Es interesante ver el otro lado de la decisión de sacar a Sam y a Gilly, tan polémica en Festín de Cuervos. Jon no tenía más remedio si quería salvar el hijo de Mance Ryder, que iba a ser pasto de los fuegos de Melisandre. Respecto a ella 
(que se muestra torpe hasta el infinito al no saber interpretar en las llamas lo que tiene que ver con R'hllor), nos ofrece uno de los momentos más impactantes, puesto que ha realizado un encantamiento para intercambiar las identidades de Mance Ryder y Casaca de Matraca, algo fundamental para la trama que vincula a Ramsay Bolton, Theon y Jayne Poole, la falsa Arya (que es la que se casa con él y no Sansa).

Lo que se nos mostraba con toda crudeza con respecto a Theon en la serie, aquí se nos cuenta como algo que ha pasado y de manera menos evidente (por ejemplo tan solo se alude a su castración). Ha perdido dientes, le ha desollado la piel y ha perdido dedos de las manos y de los pies, y su sumisión al sádico de Ramsey es total, aunque no de manera tan total, quizá porque en el libro vemos sus pensamientos y ese rescoldo de lucha y de orgullo que le queda del príncipe Greyjoy no se ha diluido del todo. 


Un ejemplo más de que el libro te deja con la miel en los labios es Bran. Por fin llega hasta el Cuervo de Tres Ojos. Sin la espectacularidad que nos ofrecía la serie en el enfrentamiento entre Caminantes y los Niños del Bosque, llegan a su cueva, protegida por hechizos. Se nos revela la identidad de ese ser que casi está fusionado con las raíces de un arciano: Brynden Ríos, hijo bastardo del rey Aegon IV. Además de bastardo era hechicero, todo ello por sus poderes de verdevidente, que quiere traspasarle a Bran. Le inicia en las artes que debe controlar y para ello le aconseja abrazar la oscuridad. Entre eso y la referencia a que los cuervos son traicioneros, queda la duda de si las intenciones de este misterioso personaje son buenas, y si va a llevar al pequeño Stark por una senda peligrosa.

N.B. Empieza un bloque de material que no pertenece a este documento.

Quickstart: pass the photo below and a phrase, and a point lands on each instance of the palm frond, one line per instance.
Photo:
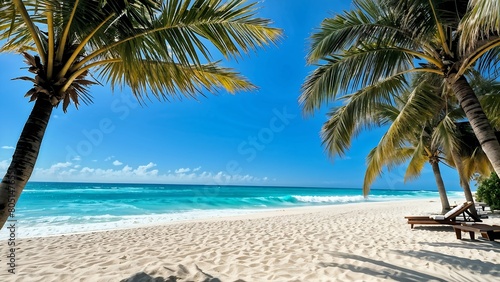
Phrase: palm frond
(444, 136)
(169, 79)
(351, 71)
(361, 111)
(481, 22)
(417, 161)
(376, 162)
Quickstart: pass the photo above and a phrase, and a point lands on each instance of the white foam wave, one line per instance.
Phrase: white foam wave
(329, 199)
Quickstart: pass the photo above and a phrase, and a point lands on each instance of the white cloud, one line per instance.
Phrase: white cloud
(147, 173)
(182, 170)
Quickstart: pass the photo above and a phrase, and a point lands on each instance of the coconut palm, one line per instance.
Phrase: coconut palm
(157, 48)
(371, 50)
(438, 137)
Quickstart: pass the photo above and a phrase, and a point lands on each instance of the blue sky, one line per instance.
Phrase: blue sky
(251, 138)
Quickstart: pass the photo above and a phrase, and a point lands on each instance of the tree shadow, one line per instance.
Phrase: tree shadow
(481, 245)
(144, 277)
(475, 265)
(390, 271)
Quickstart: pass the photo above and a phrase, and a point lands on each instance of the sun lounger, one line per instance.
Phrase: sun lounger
(489, 232)
(455, 216)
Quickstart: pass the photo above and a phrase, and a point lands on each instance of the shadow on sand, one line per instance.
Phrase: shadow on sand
(390, 271)
(144, 277)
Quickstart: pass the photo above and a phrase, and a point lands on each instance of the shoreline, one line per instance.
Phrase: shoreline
(245, 214)
(360, 241)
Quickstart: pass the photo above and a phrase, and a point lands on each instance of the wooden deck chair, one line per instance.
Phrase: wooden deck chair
(455, 216)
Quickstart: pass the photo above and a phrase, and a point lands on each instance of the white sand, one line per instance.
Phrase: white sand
(355, 242)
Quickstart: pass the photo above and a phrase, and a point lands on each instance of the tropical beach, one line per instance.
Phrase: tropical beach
(350, 242)
(362, 144)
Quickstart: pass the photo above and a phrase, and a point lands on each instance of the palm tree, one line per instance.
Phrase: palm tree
(372, 49)
(154, 47)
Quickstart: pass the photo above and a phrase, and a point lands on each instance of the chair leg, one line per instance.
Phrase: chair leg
(472, 237)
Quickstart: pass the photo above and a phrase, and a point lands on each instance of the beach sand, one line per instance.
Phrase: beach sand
(352, 242)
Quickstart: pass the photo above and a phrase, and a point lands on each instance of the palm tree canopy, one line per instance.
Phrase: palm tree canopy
(151, 46)
(366, 56)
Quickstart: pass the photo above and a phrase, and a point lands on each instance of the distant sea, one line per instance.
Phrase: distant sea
(46, 209)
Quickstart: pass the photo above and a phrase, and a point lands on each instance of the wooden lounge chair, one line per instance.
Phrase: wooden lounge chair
(455, 216)
(489, 232)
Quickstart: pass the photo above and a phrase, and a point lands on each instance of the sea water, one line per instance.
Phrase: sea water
(46, 209)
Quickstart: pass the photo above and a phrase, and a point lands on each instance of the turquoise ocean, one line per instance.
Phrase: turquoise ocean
(46, 209)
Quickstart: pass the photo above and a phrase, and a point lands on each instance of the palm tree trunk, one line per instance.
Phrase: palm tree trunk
(478, 120)
(24, 158)
(445, 205)
(464, 181)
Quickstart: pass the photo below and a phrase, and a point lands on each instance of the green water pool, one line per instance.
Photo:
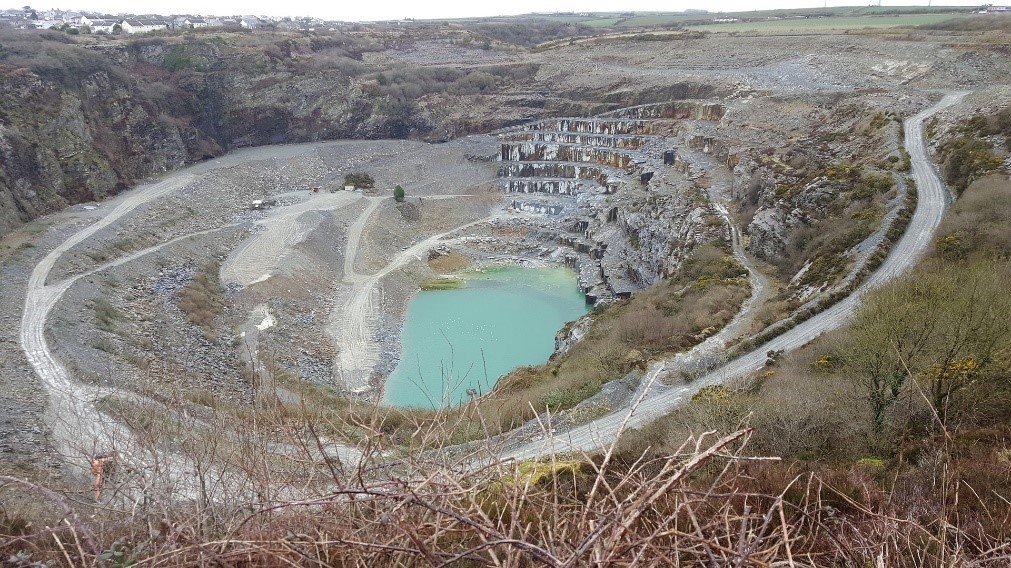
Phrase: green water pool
(465, 339)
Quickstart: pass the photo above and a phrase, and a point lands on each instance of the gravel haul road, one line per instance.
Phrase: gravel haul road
(932, 202)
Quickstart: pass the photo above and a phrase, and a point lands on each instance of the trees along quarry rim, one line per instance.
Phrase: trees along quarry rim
(502, 318)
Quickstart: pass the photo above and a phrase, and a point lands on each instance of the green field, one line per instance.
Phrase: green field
(832, 22)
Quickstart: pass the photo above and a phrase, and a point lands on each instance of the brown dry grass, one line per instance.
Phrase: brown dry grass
(452, 262)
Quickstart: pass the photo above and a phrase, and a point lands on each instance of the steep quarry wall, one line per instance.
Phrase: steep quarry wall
(672, 110)
(644, 228)
(605, 140)
(540, 152)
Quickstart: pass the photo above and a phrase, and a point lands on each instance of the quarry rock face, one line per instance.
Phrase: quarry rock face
(628, 231)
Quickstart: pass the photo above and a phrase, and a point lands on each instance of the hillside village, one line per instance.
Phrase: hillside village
(99, 23)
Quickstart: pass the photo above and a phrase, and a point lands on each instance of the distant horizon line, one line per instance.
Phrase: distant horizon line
(686, 11)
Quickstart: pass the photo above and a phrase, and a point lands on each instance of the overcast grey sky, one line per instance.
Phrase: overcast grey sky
(357, 10)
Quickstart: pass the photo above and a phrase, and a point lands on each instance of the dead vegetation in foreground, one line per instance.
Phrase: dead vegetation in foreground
(708, 501)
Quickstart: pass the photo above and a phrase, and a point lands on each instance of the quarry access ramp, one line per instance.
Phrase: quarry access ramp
(933, 200)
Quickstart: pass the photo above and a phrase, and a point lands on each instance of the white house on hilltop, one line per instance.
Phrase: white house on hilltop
(144, 26)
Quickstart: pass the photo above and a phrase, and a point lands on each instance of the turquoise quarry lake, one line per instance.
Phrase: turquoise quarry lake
(454, 340)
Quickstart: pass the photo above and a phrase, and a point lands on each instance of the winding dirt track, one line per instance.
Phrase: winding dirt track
(933, 200)
(354, 323)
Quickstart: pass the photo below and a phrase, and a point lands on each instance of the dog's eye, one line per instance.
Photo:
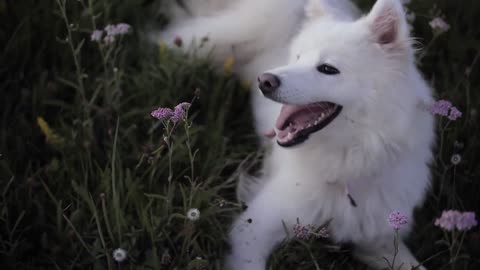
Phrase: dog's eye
(327, 69)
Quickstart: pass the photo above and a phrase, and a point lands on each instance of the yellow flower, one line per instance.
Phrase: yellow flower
(228, 64)
(50, 135)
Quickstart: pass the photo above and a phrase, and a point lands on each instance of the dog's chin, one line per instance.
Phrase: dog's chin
(296, 123)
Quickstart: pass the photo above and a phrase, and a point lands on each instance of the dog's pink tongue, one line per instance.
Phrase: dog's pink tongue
(285, 112)
(270, 134)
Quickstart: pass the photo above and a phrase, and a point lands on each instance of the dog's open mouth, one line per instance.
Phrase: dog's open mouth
(296, 123)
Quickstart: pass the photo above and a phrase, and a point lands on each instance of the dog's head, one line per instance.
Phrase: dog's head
(345, 74)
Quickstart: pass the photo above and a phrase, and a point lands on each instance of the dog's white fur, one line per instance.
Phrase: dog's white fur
(378, 148)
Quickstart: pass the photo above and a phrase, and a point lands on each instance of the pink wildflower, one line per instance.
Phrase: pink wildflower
(162, 113)
(109, 39)
(122, 28)
(397, 220)
(180, 111)
(440, 107)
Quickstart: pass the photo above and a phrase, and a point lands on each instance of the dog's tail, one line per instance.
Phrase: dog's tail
(180, 10)
(224, 29)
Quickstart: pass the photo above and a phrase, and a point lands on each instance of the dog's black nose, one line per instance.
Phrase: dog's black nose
(268, 83)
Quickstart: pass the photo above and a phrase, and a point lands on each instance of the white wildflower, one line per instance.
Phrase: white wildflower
(456, 159)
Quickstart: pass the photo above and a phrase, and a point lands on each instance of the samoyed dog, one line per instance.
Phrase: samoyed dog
(338, 105)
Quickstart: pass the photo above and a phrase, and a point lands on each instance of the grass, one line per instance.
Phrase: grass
(97, 178)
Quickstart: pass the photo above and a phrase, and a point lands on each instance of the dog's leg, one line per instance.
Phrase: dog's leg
(377, 254)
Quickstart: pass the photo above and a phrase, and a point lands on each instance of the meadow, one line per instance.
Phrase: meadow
(90, 180)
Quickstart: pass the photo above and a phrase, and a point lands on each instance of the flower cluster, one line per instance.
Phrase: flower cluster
(453, 219)
(175, 115)
(444, 108)
(302, 232)
(110, 31)
(397, 220)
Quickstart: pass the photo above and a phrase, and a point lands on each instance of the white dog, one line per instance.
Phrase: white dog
(350, 143)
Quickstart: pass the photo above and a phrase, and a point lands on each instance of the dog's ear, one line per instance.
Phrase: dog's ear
(388, 24)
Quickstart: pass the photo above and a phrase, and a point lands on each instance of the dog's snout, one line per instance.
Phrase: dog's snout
(268, 83)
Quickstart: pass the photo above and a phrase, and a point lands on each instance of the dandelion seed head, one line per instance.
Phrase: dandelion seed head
(96, 36)
(466, 221)
(178, 41)
(193, 214)
(456, 159)
(162, 113)
(454, 114)
(119, 255)
(397, 220)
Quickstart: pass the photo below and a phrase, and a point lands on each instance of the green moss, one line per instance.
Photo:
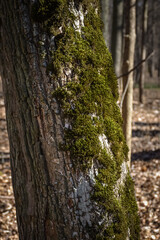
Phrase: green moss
(88, 101)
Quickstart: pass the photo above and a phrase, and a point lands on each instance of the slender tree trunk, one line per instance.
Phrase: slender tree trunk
(117, 35)
(128, 63)
(68, 153)
(143, 50)
(107, 17)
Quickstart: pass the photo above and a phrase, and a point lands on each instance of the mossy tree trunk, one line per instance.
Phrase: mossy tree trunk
(128, 64)
(68, 153)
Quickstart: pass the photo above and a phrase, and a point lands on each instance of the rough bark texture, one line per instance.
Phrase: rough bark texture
(128, 62)
(68, 152)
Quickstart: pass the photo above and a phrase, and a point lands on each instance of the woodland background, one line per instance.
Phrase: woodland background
(145, 167)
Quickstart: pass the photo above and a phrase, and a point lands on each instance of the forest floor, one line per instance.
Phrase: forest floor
(145, 169)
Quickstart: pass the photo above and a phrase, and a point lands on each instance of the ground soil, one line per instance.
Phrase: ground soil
(145, 168)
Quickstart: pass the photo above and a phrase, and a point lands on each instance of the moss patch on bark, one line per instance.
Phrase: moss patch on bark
(88, 97)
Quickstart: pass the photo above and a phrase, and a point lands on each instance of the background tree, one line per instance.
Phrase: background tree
(128, 64)
(68, 152)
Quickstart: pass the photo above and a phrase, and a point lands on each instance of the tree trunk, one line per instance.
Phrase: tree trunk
(107, 17)
(128, 63)
(143, 50)
(68, 153)
(117, 35)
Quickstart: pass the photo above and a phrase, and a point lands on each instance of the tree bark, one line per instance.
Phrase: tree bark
(107, 17)
(128, 63)
(143, 50)
(117, 35)
(68, 153)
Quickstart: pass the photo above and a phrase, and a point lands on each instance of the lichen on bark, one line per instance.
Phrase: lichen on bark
(81, 69)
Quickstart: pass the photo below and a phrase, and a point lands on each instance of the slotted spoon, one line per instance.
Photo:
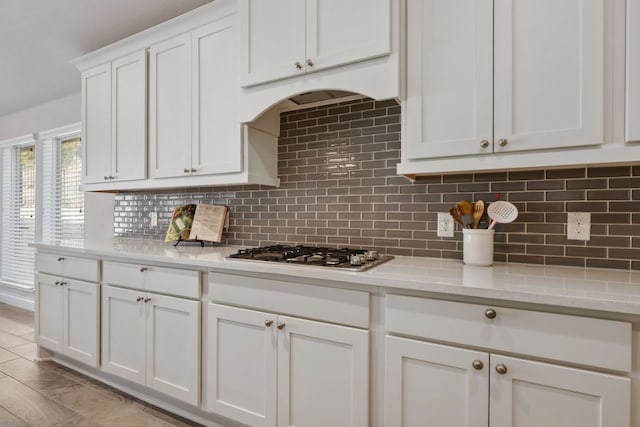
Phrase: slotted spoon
(502, 212)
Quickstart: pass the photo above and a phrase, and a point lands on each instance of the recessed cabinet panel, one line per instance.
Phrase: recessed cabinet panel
(217, 139)
(531, 394)
(82, 320)
(454, 113)
(170, 107)
(549, 73)
(426, 381)
(50, 313)
(96, 123)
(633, 71)
(273, 37)
(339, 32)
(123, 333)
(242, 365)
(323, 374)
(129, 107)
(173, 347)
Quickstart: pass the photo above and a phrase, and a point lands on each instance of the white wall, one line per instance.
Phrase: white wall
(50, 115)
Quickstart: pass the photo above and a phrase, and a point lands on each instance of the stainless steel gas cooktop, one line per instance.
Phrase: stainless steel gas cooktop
(343, 258)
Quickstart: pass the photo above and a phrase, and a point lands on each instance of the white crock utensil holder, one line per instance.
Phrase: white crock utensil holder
(477, 247)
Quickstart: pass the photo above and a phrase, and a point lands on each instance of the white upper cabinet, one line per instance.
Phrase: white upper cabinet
(284, 38)
(215, 127)
(449, 84)
(509, 75)
(114, 107)
(633, 71)
(96, 123)
(170, 107)
(194, 128)
(548, 73)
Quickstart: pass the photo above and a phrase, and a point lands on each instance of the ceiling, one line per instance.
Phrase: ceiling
(38, 38)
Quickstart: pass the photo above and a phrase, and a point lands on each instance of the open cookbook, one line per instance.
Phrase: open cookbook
(198, 222)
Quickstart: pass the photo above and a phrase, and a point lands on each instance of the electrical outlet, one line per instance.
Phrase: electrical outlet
(445, 225)
(578, 225)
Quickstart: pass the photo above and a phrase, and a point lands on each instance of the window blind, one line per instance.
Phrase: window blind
(18, 213)
(62, 200)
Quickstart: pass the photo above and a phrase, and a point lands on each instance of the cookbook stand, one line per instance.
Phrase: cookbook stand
(196, 240)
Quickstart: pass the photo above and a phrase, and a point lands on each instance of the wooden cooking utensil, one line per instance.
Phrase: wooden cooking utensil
(455, 213)
(466, 211)
(478, 212)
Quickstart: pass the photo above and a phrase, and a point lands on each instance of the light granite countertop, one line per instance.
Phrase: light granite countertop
(604, 290)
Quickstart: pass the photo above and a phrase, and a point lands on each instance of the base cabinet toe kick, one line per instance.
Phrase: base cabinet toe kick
(227, 349)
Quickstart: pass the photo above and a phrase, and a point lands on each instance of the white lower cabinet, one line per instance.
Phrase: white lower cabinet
(271, 370)
(153, 340)
(67, 322)
(459, 387)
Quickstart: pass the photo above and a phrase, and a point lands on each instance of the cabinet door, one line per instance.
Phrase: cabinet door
(633, 71)
(170, 107)
(173, 347)
(323, 374)
(272, 39)
(449, 78)
(123, 333)
(241, 365)
(426, 381)
(549, 74)
(129, 112)
(216, 136)
(96, 123)
(538, 394)
(340, 32)
(49, 310)
(81, 321)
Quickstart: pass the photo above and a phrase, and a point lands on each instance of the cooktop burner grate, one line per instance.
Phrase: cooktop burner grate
(345, 258)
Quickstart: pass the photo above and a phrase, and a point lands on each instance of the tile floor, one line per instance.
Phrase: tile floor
(44, 394)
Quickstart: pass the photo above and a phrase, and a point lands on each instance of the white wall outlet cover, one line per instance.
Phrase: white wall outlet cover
(446, 227)
(578, 225)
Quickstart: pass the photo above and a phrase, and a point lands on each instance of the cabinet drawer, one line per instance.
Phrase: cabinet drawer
(574, 339)
(68, 266)
(171, 281)
(333, 305)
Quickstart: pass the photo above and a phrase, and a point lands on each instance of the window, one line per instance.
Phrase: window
(62, 200)
(18, 211)
(49, 208)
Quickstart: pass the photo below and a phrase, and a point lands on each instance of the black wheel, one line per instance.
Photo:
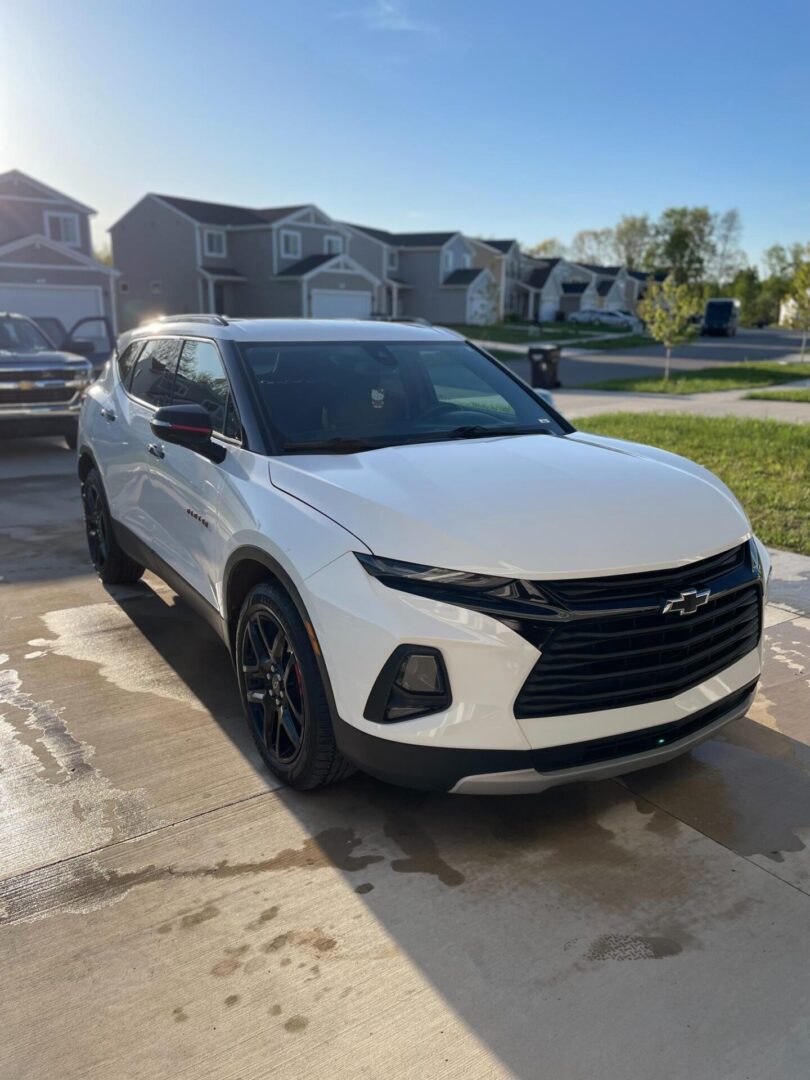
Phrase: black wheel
(112, 565)
(283, 693)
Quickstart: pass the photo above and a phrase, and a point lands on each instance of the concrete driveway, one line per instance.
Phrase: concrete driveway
(166, 910)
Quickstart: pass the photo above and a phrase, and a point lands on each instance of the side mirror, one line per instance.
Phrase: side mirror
(187, 426)
(80, 348)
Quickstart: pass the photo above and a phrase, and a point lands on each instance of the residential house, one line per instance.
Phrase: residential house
(551, 287)
(637, 282)
(502, 258)
(179, 255)
(609, 288)
(46, 262)
(432, 275)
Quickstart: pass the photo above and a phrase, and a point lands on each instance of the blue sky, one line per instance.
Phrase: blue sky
(525, 119)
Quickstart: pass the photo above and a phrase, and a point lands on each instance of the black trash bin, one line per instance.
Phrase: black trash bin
(544, 363)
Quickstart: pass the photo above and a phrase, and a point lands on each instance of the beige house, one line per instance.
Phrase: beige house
(46, 262)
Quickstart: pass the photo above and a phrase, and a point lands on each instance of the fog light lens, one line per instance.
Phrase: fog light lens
(419, 674)
(413, 683)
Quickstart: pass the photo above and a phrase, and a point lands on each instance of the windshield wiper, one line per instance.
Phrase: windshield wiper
(481, 431)
(338, 445)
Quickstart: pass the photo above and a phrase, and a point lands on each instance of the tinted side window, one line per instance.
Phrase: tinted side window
(154, 370)
(126, 361)
(201, 379)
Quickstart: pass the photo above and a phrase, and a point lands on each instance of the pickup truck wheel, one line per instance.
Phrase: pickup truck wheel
(71, 435)
(111, 563)
(283, 693)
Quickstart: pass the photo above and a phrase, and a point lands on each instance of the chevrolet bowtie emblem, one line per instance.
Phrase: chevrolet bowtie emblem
(688, 603)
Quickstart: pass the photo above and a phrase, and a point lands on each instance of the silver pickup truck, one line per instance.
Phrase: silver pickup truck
(41, 387)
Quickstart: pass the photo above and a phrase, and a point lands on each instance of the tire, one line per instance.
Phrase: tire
(283, 694)
(111, 563)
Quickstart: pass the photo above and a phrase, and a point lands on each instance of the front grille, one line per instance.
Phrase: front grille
(629, 743)
(619, 649)
(38, 395)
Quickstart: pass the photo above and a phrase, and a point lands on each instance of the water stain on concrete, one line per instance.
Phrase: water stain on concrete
(421, 851)
(632, 947)
(81, 885)
(279, 942)
(296, 1024)
(748, 790)
(194, 918)
(264, 918)
(48, 768)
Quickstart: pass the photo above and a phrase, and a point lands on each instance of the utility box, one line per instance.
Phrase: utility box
(544, 363)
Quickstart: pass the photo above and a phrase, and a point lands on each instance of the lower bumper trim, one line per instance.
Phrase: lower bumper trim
(513, 772)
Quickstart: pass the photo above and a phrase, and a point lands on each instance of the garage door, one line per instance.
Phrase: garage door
(67, 304)
(340, 304)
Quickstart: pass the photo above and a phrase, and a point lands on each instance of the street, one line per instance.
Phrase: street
(583, 366)
(167, 910)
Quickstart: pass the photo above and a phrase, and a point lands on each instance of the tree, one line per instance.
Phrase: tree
(548, 248)
(632, 239)
(669, 309)
(746, 287)
(683, 243)
(798, 302)
(781, 261)
(728, 257)
(593, 245)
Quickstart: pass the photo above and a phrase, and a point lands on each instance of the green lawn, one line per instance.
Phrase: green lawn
(765, 462)
(728, 377)
(781, 395)
(526, 333)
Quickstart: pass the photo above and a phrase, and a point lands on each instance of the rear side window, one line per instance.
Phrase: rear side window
(126, 361)
(201, 380)
(154, 372)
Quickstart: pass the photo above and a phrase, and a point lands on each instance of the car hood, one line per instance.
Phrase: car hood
(48, 361)
(531, 505)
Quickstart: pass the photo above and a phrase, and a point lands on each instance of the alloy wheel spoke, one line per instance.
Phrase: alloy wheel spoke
(293, 732)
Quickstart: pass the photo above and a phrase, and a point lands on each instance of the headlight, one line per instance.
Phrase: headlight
(400, 572)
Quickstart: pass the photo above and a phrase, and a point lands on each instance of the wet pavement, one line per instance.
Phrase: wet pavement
(167, 910)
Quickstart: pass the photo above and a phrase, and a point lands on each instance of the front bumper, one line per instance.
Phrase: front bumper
(477, 743)
(520, 772)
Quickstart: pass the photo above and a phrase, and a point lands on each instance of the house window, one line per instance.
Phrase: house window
(215, 243)
(63, 228)
(291, 244)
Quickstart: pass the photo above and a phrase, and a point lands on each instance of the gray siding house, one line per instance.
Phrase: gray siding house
(179, 255)
(433, 275)
(46, 264)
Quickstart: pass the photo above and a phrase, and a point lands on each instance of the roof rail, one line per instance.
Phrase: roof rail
(216, 320)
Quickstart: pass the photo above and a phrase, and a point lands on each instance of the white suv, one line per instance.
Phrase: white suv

En fin: enorme complejidad la del libro, materializada en 73 episodios y perspectivas de 18 personajes, cuyo prólogo protagoniza Varamyr, apodado Seispieles, un salvaje cambiapieles (un aspecto en el que apenas se incide en la serie: aquí no hay duda de que todos los Stark, salvo Sansa, creo, lo son), y cuyo epílogo corre a cargo del pusilánime Kevan

Con todo, lo mejor de este libro es lo poco que queda para el sexto tomo: Vientos de invierno, que no debería tardar más del 2018 en publicarse, ojalá que ya simultáneamente en varios idiomas.